Binance’s team of security experts has developed a solution to combat the increasing number of address poisoning scams that deceive investors into sending funds to fake addresses. According to a report shared with Cointelegraph, the algorithm created by the security team at the world’s largest cryptocurrency exchange has successfully detected millions of poisoned crypto addresses.
Address poisoning, also known as address spoofing, is a deceptive tactic employed by scammers. They send a small amount of digital assets to a wallet that closely resembles the intended victim’s address. By doing so, they make it part of the wallet’s transaction history, hoping that the victim will accidentally copy and send funds to the fraudulent address.

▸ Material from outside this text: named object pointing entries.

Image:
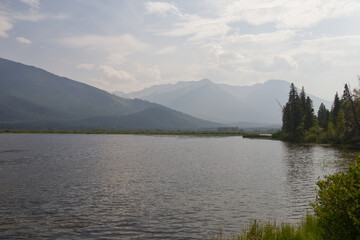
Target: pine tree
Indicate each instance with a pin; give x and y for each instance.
(308, 111)
(335, 108)
(292, 116)
(323, 115)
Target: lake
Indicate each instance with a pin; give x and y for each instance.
(153, 187)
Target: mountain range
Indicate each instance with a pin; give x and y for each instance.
(256, 105)
(32, 98)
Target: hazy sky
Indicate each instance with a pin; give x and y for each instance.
(120, 45)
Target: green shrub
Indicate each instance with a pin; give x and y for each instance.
(337, 205)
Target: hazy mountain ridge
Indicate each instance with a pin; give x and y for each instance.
(34, 98)
(224, 103)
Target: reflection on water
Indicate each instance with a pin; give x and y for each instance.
(145, 187)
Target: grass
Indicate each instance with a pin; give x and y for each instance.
(139, 132)
(308, 229)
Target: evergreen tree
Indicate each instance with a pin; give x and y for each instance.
(308, 111)
(351, 119)
(335, 108)
(302, 97)
(323, 116)
(292, 116)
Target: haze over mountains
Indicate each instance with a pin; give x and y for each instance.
(32, 98)
(234, 105)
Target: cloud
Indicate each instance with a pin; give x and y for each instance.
(117, 74)
(34, 4)
(85, 66)
(287, 14)
(5, 25)
(161, 8)
(125, 43)
(116, 48)
(23, 40)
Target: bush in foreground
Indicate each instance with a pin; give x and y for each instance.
(337, 213)
(308, 229)
(337, 204)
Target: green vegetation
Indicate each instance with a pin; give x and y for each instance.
(337, 205)
(336, 214)
(308, 230)
(134, 132)
(340, 125)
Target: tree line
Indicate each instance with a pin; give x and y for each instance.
(339, 125)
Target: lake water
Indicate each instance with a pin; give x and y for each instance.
(153, 187)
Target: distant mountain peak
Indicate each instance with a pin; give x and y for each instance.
(223, 103)
(32, 98)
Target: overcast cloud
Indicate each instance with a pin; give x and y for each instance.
(120, 45)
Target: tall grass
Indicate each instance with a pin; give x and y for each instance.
(308, 229)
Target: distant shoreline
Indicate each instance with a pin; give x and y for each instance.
(127, 132)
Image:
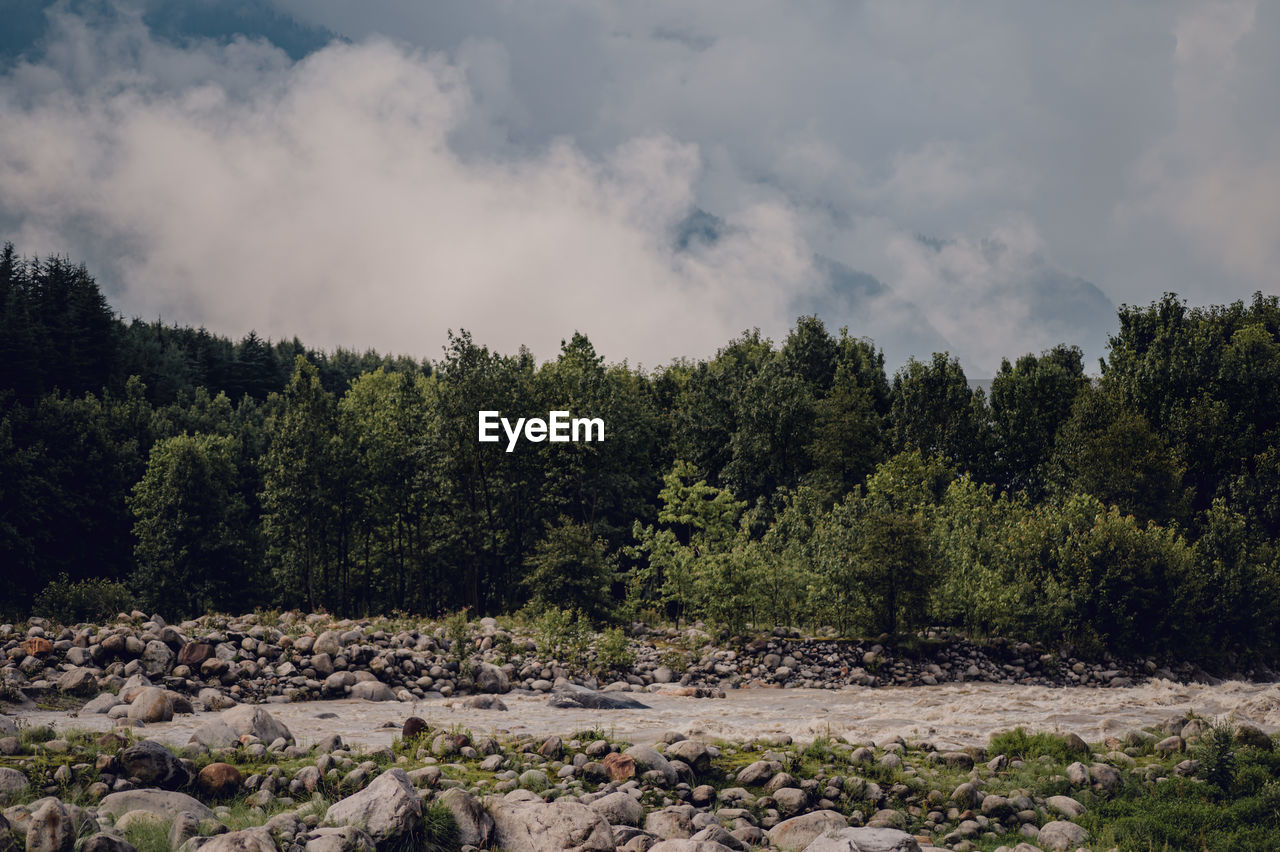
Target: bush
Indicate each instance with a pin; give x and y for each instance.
(83, 600)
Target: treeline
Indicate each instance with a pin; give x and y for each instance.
(792, 482)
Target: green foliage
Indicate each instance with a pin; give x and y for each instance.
(86, 600)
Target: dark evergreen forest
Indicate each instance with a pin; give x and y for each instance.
(787, 481)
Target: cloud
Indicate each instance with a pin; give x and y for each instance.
(228, 186)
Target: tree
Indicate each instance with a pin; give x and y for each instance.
(190, 517)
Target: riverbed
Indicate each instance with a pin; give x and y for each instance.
(956, 714)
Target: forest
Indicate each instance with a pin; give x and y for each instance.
(777, 482)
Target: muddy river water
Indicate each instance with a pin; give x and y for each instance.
(958, 714)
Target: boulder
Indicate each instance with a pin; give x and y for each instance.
(247, 719)
(388, 809)
(799, 832)
(151, 704)
(373, 691)
(524, 823)
(864, 839)
(620, 809)
(572, 696)
(475, 825)
(158, 801)
(490, 678)
(1060, 836)
(219, 781)
(154, 765)
(50, 828)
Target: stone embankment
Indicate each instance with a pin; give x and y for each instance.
(218, 662)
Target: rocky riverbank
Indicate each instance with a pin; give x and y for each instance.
(296, 658)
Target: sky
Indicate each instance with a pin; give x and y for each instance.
(981, 178)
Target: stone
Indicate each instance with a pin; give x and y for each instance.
(572, 696)
(151, 704)
(799, 832)
(156, 658)
(158, 801)
(50, 828)
(1064, 805)
(649, 760)
(13, 784)
(219, 781)
(475, 825)
(620, 766)
(251, 720)
(864, 839)
(373, 691)
(1060, 836)
(154, 765)
(490, 678)
(620, 809)
(387, 809)
(215, 734)
(693, 752)
(78, 681)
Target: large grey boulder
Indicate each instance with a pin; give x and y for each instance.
(864, 839)
(373, 691)
(156, 801)
(50, 828)
(524, 823)
(247, 719)
(151, 704)
(620, 809)
(154, 765)
(388, 809)
(215, 733)
(13, 784)
(800, 832)
(570, 695)
(475, 825)
(1060, 836)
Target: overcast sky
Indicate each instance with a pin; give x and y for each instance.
(990, 178)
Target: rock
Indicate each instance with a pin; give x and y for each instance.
(343, 838)
(100, 704)
(373, 691)
(475, 825)
(387, 809)
(104, 842)
(255, 839)
(151, 704)
(864, 839)
(649, 760)
(215, 734)
(251, 720)
(759, 773)
(568, 695)
(1061, 837)
(158, 801)
(154, 765)
(490, 678)
(671, 823)
(78, 681)
(219, 781)
(524, 825)
(693, 752)
(618, 809)
(156, 659)
(620, 766)
(799, 832)
(50, 828)
(13, 784)
(1064, 805)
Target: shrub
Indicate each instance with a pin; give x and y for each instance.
(83, 600)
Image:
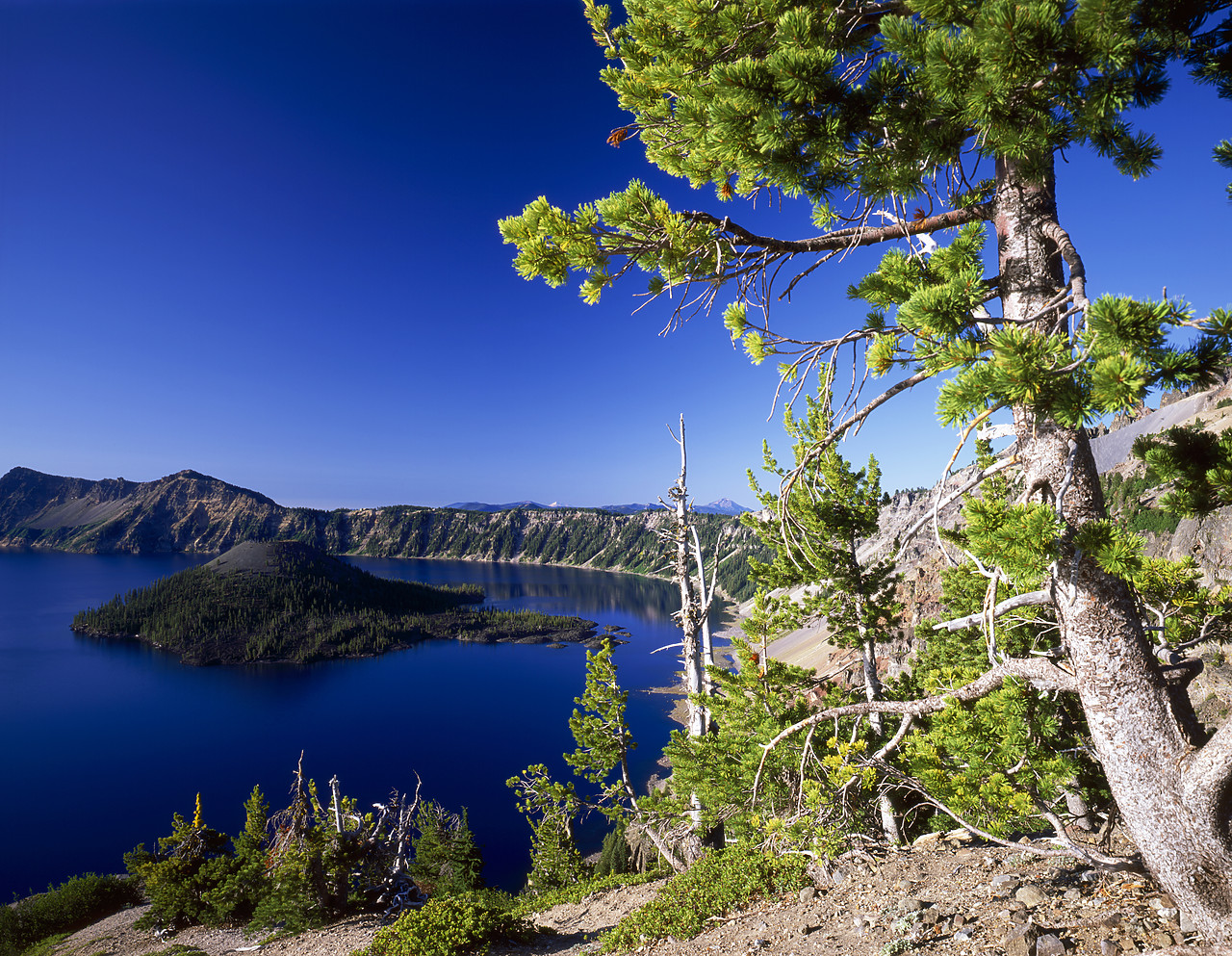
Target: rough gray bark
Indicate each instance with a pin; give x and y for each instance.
(1171, 796)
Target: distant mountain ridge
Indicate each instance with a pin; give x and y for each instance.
(189, 511)
(722, 506)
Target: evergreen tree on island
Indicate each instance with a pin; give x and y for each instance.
(886, 117)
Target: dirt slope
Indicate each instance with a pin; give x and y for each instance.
(946, 895)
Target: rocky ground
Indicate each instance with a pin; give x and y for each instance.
(947, 895)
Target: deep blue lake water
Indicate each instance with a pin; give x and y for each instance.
(105, 740)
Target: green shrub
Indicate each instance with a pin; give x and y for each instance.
(576, 892)
(75, 903)
(715, 885)
(614, 858)
(189, 864)
(447, 859)
(447, 925)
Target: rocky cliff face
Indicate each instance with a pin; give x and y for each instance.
(189, 511)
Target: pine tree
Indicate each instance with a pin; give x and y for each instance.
(878, 115)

Binance’s algorithm identifies spoofed addresses by first flagging suspicious transfers, such as those involving near-zero value or unknown tokens. These transfers are then paired with potential victim addresses, and malicious transactions are timestamped to determine the possible point of poisoning.
To protect the wider crypto industry from these scams, the spoofed addresses are registered in the database of HashDit, a Web3 security firm that is Binance’s security partner. The algorithm also helps identify spoofed addresses on HashDit’s user-facing products, web browser extensions, and MetaMask Snaps.
Address poisoning has become a growing concern, particularly after a recent incident in which an unknown trader lost $68 million to an address-poisoning scam. On May 3, the trader accidentally sent $68 million worth of Wrapped Bitcoin (wBTC) in a single transaction to a spoofed address. However, in a surprising turn of events, the thief returned the funds on May 13, possibly due to the increased attention from on-chain investigators who uncovered potential IP addresses located in Hong Kong. This suggests that the scammer was not a white hat hacker but a thief who became frightened by the public scrutiny.
Although address poisoning scams may appear easy to avoid, many traders only verify the first and last digits of a wallet’s 42-character alphanumeric code. This is because most protocols only display the first and last digits. Additionally, scammers use vanity address generators to customize their addresses, making them appear less random and more similar to legitimate addresses.
In conclusion, Binance’s innovative algorithm provides a much-needed preventive measure against address poisoning scams, safeguarding investors and the wider crypto industry.